I just finished reading the fun book The Hundred-Year-Old Man Who Climbed Out the Window and Disappeared by Jonas Jonasson for the second time. I liked it both times–maybe even more the second time around.

The Hundred-Year-Old Man Who Climbed Out the Window and Disappeared

The narrative is actually two stories about the same person–Allan Karlsson. The first starts with him at the age of one hundred, just before a planned birthday celebration at the senior home. He is not excited about the idea, so he climbs out of the window and walks away. This story includes a bus, a case with fifty million crowns, a newly found drinking buddy named Julius, gangsters from the Never Again crime organization, the teetotaler Benny who almost completed education in several fields, Gunilla “The Beauty” with her elephant Sonya, Chief Inspector Aronsson searching for Allan, and Prosecutor Ranelid.

The second, interwoven story brings episodes from Allan’s long life. His interest in explosives takes him through many significant events in the world history.

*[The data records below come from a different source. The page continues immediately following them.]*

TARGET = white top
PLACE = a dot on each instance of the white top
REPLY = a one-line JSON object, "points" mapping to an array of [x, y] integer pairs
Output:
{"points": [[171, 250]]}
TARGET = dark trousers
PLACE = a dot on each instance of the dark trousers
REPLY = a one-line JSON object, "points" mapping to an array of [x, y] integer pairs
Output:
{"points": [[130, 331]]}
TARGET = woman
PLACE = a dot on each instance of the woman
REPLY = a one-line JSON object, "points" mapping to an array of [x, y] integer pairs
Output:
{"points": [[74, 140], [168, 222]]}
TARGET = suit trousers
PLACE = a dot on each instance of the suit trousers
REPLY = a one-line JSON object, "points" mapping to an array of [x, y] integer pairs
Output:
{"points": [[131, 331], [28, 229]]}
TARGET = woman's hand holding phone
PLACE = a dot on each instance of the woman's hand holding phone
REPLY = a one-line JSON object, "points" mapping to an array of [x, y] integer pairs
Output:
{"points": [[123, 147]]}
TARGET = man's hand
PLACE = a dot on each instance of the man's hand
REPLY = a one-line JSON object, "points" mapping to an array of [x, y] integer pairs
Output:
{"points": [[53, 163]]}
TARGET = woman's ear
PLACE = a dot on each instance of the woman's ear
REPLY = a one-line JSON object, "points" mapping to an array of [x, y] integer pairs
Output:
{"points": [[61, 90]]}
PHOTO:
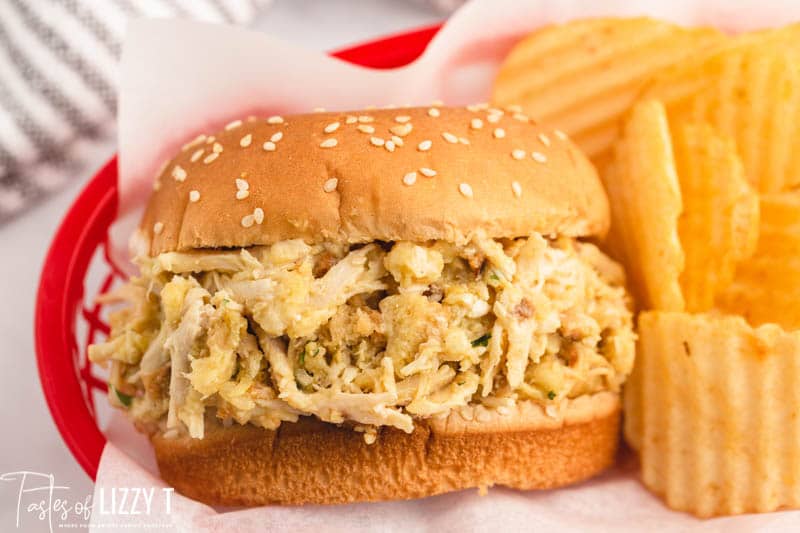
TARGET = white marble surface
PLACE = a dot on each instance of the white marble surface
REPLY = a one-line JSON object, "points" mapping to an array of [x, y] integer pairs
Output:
{"points": [[29, 438]]}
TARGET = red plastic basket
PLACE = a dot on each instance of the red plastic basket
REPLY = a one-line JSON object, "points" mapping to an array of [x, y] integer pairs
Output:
{"points": [[80, 244]]}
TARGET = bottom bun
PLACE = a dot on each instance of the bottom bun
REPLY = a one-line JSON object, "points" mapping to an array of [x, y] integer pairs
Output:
{"points": [[316, 462]]}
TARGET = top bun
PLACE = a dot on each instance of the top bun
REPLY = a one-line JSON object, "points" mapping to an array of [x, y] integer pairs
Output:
{"points": [[411, 174]]}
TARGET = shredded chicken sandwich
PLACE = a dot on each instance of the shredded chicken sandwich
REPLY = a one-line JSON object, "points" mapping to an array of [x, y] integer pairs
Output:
{"points": [[374, 335], [387, 290]]}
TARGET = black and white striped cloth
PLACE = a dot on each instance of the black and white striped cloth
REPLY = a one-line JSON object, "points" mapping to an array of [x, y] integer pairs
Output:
{"points": [[58, 77]]}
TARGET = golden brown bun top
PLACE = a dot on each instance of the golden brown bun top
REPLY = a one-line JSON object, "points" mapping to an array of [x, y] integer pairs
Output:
{"points": [[342, 177]]}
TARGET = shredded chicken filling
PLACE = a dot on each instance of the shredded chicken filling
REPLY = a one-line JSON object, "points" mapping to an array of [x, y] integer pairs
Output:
{"points": [[373, 335]]}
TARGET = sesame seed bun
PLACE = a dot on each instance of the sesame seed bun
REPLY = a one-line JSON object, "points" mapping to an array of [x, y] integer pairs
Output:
{"points": [[314, 462], [392, 174]]}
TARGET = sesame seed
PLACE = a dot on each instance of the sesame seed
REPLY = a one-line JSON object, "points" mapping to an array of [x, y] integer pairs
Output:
{"points": [[402, 130], [427, 172], [231, 125], [197, 140], [330, 185], [545, 139], [178, 173]]}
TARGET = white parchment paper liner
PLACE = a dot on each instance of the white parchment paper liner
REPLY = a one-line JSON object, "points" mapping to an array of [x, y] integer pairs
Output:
{"points": [[179, 79]]}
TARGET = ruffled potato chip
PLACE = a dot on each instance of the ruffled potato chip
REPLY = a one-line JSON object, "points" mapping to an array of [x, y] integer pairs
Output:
{"points": [[766, 287], [715, 413], [583, 76], [719, 224], [645, 197], [749, 90]]}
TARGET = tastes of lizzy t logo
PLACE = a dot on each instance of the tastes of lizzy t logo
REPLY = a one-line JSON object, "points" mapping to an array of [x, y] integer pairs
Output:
{"points": [[40, 500]]}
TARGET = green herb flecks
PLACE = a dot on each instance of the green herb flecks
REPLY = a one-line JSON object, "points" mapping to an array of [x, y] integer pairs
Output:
{"points": [[123, 398]]}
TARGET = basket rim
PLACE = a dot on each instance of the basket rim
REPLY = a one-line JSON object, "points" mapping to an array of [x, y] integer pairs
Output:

He saves General Franco’s life from his own bomb. He accidentally helps design the atomic bomb at Los Alamos and is thanked by Vice President Harry Truman. Working for the Kuomitang, he ends up saving life of Mao Zedong’s third wife. He walks over Himalayas, learning how to make alcohol from goat’s milk. He gets arrested in Iran, manages to escape, and returns back to Sweden. He is captured by the Soviets, but after a messed-up meeting with Stalin is sent to gulag in Vladivostok. His wild journey continues through North Korea, China, France, and back to the Soviet Union as a CIA spy.

Eventually, Allan makes it back to Sweden, where he blows up his own house trying to get rid of a fox, and ends up in the senior home. The book ends where it began—with Allan climbing out of the window.

All the time, he follows his mother’s wisdom: “Things are what they are, and whatever will be will be”. He ignores all ideology and religion, and lives his life quite happily. For me, the book was not only great fun but also full of interesting references to events and people from 20th-century history.